At its Aug. 12 meeting, North Liberty council members all were unhappy with the supervisors’ decision.
“I think the 10 percent the county is asking for is very close to extortion,” said councilor Coleen Chipman. “To say ‘you’re going to get 10 years if you do this, and if you don’t you’re only getting three…’ I’m not sure they can do that legally. I don’t see how they can treat city entities differently that way.”
Council member Chris Hoffman agreed in principle.
“I’m no happier than anybody else about this and I feel the word extortion can’t be used too many times. We’re all mad. Iowa City wants help. The county got put into this position and they weren’t consulted by Iowa City, and they want their bond to pass for the courthouse. I get that,” said Hoffman. “So in an effort to be a good member of the county, to further the progress of all us in Johnson County, (contributing to the courthouse) is fine with me.
Eventually, the North Liberty council leaned in the same direction, coming to an unofficial consensus to dedicate 10 percent of LOST revenues to the courthouse, as well as 50 percent to streets projects, 35 percent to offset rate increases from planned sewer and water facility upgrades, and five percent to parks development.
On the same evening, Coralville’s council voted not to contribute to the county courthouse, also stating disappointment over the county’s sunset stipulation.
The Tiffin City Council last week tabled its formal discussion on ballot language until a special meeting Aug. 20.
But in the end, nobody’s decisions about courthouse contributions came into play, as the county board moved to withdraw the request altogether in its Aug. 13 informal meeting.
“I think voters, when they get confused, tend to vote no. I think this whole thing has been confusing to voters, and my fear is any kind of connection between the courthouse referendum and the LOST could bring the courthouse down,” said supervisor Rod Sullivan.
Further, the supervisors expected that since Coralville declined the county’s request, it would impact the decisions of the other contiguous cities as well.
In the supervisors’ Aug. 14 meeting, member Pat Harney reiterated his desire to keep the courthouse and LOST initiatives separate.

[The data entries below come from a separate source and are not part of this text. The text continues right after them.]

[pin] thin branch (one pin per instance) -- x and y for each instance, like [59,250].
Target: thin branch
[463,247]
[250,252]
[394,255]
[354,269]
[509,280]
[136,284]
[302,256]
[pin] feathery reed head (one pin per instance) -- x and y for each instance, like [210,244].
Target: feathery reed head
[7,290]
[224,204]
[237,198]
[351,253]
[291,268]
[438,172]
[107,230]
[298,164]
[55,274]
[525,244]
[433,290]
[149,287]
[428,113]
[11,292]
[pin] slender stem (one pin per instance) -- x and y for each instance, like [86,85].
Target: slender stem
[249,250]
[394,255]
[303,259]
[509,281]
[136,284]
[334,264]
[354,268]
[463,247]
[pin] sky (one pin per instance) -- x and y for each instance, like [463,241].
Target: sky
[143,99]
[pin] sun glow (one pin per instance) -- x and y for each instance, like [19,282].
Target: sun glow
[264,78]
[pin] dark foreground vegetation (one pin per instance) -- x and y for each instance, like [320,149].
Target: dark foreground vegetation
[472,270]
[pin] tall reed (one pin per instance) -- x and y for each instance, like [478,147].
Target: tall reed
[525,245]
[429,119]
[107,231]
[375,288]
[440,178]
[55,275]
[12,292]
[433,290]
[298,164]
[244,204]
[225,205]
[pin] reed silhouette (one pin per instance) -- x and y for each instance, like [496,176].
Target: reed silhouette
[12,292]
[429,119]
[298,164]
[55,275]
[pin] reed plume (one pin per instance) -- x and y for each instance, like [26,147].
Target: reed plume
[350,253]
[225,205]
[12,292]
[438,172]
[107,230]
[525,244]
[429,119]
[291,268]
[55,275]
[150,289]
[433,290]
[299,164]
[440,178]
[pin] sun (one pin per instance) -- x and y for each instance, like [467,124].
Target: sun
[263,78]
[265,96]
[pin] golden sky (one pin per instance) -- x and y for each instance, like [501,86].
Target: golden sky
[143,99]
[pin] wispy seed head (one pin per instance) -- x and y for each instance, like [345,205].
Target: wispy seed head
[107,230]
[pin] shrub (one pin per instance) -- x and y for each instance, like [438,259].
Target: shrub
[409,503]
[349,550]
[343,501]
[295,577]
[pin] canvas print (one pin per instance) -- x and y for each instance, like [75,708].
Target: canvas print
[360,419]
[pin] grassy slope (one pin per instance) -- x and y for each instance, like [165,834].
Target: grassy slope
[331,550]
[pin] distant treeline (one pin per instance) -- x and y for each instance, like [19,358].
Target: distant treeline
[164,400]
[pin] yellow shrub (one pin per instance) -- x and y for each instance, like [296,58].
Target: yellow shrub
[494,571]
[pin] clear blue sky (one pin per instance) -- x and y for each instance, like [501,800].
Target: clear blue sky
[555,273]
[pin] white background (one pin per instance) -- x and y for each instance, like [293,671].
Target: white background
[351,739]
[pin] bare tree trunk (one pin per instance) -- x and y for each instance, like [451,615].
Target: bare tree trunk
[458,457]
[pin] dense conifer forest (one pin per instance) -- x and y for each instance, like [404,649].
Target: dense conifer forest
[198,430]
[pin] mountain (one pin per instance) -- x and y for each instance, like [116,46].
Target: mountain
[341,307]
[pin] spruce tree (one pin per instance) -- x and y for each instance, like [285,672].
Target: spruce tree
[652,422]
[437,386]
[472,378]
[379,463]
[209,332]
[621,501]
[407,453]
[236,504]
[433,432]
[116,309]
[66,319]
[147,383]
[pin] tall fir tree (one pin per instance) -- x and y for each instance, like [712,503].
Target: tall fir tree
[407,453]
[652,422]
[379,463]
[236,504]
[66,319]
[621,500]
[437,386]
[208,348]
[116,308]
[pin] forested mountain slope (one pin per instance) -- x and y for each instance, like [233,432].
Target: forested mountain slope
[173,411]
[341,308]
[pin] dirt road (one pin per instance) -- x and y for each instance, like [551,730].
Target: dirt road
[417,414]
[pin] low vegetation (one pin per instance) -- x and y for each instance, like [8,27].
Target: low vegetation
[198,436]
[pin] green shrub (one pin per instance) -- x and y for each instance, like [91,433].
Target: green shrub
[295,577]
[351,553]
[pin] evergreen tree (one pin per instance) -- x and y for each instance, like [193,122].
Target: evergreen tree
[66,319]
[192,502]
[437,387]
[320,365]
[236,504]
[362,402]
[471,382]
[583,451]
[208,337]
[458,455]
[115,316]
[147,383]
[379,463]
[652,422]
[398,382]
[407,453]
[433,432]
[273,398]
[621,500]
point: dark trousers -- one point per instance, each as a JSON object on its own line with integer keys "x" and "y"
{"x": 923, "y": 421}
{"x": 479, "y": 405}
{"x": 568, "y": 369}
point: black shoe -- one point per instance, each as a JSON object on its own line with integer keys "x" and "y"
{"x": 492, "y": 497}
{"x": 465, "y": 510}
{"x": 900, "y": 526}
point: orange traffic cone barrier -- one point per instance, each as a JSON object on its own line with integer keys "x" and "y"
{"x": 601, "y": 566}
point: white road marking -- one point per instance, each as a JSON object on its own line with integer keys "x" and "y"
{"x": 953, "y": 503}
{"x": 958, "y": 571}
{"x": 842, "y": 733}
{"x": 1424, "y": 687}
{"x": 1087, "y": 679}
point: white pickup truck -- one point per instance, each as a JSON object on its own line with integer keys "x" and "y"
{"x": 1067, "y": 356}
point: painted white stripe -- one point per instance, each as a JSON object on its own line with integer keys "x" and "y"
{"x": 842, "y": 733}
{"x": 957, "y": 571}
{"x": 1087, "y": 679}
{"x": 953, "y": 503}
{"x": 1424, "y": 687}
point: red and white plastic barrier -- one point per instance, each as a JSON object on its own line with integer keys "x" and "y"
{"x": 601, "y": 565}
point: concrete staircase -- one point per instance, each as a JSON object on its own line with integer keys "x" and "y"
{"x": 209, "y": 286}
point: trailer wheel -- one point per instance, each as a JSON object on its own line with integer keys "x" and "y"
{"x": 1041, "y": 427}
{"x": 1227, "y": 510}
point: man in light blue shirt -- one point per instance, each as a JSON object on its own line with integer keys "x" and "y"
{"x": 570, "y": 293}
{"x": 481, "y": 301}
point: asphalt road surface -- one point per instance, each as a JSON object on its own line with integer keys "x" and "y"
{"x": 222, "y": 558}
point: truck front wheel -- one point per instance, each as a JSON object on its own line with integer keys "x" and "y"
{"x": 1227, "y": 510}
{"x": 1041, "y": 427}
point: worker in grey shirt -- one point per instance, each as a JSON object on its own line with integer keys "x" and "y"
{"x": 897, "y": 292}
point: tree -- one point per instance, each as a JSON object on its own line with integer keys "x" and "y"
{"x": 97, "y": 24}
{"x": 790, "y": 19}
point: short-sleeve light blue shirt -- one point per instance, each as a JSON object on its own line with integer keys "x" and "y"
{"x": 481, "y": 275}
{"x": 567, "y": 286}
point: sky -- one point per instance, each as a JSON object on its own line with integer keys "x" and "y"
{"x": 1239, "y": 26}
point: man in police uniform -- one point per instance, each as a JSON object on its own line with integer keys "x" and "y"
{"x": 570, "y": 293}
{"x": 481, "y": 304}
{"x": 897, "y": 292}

“With all the publicity, it distracts from the purpose of the courthouse annex,” Harney said. “I don’t like all these distractions and hopefully that gets resolved in the near feature. It’s been needed for a long time and I would like this (courthouse bond) to be successful.”
Last week, the supervisors directed staff to draft their LOST ballot language to state that, if LOST passes in the unincorporated areas, 90 percent would go to roads and bridge projects, and 10 percent would be used for present or future courthouse needs.
It was not a unanimous recommendation, as both Sullivan and Rettig oppose LOST as a regressive tax.
“I believe that across Iowa there is a tax shift going on where the poor and middle class are expected to pay more so the rich can receive tax cuts,” said Rettig, especially where sales tax is dedicated to lowering property tax rates to the benefit of those who are wealthy enough to own land. She also said so far, no city has offered specific proposals about how LOST revenues will be spent. “That is like a blank check for way too long. I think taxpayers should think carefully if they want to give that kind of blank check to their local government.”
Sullivan lamented that no open dialogue on the LOST initiative or its uses had taken place between government entities when it was first considered.
“The only way we can talk about these things is to actually talk about them, by sitting at the same table, and it needs to happen in a public meeting,” Sullivan said. “I don’t like the idea that ‘a couple of our people can go to lunch with a couple of your people.’ We need to have open, joint meetings where the public is welcome and the media is there. Let’s do the public’s business in public.”
The board of supervisors will finalize its LOST ballot language and hold its official vote Aug. 27, while North Liberty City Council plans to vote at its Aug. 26 meeting.